I have been working with a number of Government datasets in the past year and many are provided in XML which is nice and others are provided in CSV format which is also good but when it comes time to apply theses datasets to final content there is a lot of work that must be done to get things right.
I have found that by making use of the CSV format I am able to perform tasks that would be difficult or impossible when working in other formats but there are limitations and cautions you must take when preparing data for use in your final projects.
When working with or building CSV data I suggest that you have at least the following tools.
Spread Sheet software Open Office is fine
A word processor that can handle extended find and replace including multi-line replacements. I am using Komodo Edit at this time.
A MySql import export tool that can handle a variety of formats including XML and CSV.
Getting Started
The first caution is file length and field size. If you are presented with an unknown dataset that is under 250k in size then open it up in notepad or wordpad and take a look if not use an ap that can open a larger file as txt.
It is important to look at it as text first to understand what you have. If you have a HUGE file then find a tool to trim it.
The first line if you are lucky should have the layout of the data with column titles if not then you are flying blind.
Next you want to take a quick look (with word wrap set to off) and see if you have any large text fields. If you are importing the data right into MySql then the size of the field is not as important because you can set it to largetext but if you are importing into a spreadsheet you risk truncating your data.
Manipulating Your Data
I work with a lot of data that doesn’t quite fit into a standard webpage but I know what I begin with will eventually endup being imported into WordPress to generate Posts.
When I import these datasets I need to format a Post Title, Category, Tags, Postdates and a content block along with using the remaining data as Custom Fields to be displayed in the general area of the loop.
To format all of this information I need to duplicate columns for the whole database and then order, merge and format them to get the results I need.
For instance one project I had included information about a specific recreation site at a geographic location. To format the title I needed to copy the
site name|city|state
Then merge these fields to come up with something like
Big Mountain Park – Culver City, Nevada
(not a real location but you get the idea)
To do so I selected those columns in Calc and copied them in order next to each other but also placed a place holder column between the fields such as this.
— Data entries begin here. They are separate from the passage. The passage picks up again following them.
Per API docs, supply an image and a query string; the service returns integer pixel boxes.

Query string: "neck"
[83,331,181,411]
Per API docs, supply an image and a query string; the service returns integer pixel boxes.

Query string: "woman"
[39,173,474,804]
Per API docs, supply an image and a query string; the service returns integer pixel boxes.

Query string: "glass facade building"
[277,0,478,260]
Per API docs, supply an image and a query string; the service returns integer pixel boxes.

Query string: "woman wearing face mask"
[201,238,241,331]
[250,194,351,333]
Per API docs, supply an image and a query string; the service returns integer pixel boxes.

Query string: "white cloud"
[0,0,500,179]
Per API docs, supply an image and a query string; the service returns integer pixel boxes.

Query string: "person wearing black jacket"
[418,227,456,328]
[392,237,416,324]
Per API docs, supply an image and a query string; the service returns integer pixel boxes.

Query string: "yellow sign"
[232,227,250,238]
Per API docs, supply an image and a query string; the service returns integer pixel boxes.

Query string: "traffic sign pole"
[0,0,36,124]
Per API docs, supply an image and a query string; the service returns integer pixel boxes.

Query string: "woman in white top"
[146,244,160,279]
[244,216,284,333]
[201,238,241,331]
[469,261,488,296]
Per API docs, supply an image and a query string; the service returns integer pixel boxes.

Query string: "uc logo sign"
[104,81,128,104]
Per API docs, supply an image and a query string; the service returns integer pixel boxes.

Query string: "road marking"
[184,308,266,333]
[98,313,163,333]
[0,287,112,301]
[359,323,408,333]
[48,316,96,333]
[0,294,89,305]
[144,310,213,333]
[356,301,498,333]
site name|del1|city|del2|state
I then exported to a CSV Text file and did a search / replace in Komodo Edit of
|del1| … replace with –
and
|del2| … replace with , space
When I brought it back into Calc I had my title generated for all of the rows in the dataset.
So this is pretty simple editing but by using a few different applications I was able to generate everything I needed.
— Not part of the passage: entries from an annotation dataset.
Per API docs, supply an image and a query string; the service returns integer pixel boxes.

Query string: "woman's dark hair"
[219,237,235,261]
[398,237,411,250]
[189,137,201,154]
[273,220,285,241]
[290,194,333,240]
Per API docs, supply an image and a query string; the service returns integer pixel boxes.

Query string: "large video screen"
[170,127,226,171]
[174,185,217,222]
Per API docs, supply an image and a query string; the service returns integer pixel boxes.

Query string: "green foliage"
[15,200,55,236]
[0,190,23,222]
You can get more creative and do things like a sample content area by using some of the fields in your dataset and adding generic content.
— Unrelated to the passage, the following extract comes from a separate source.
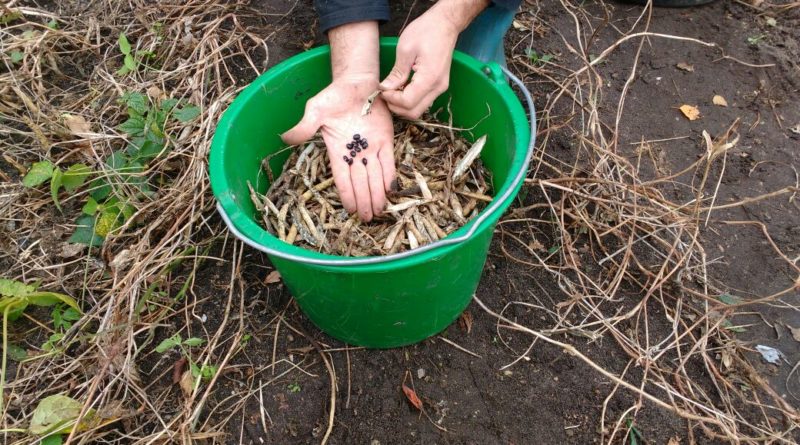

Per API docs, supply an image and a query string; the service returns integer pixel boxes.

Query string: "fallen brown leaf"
[264,270,281,284]
[403,383,422,411]
[680,105,700,121]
Come and visit|del1|Title|del2|it is a great place to bring the family blah blah blah.
Final Thoughts
When working with any datasets remember to take advantage of all the options you have to make your work easier. In the example above it may be easy enough to do everything in PHP and generate a new dataset with all the features you need for your final content but you can also do it with basic tools and just a few copy and pastes.
The idea is be creative and make use of what you have.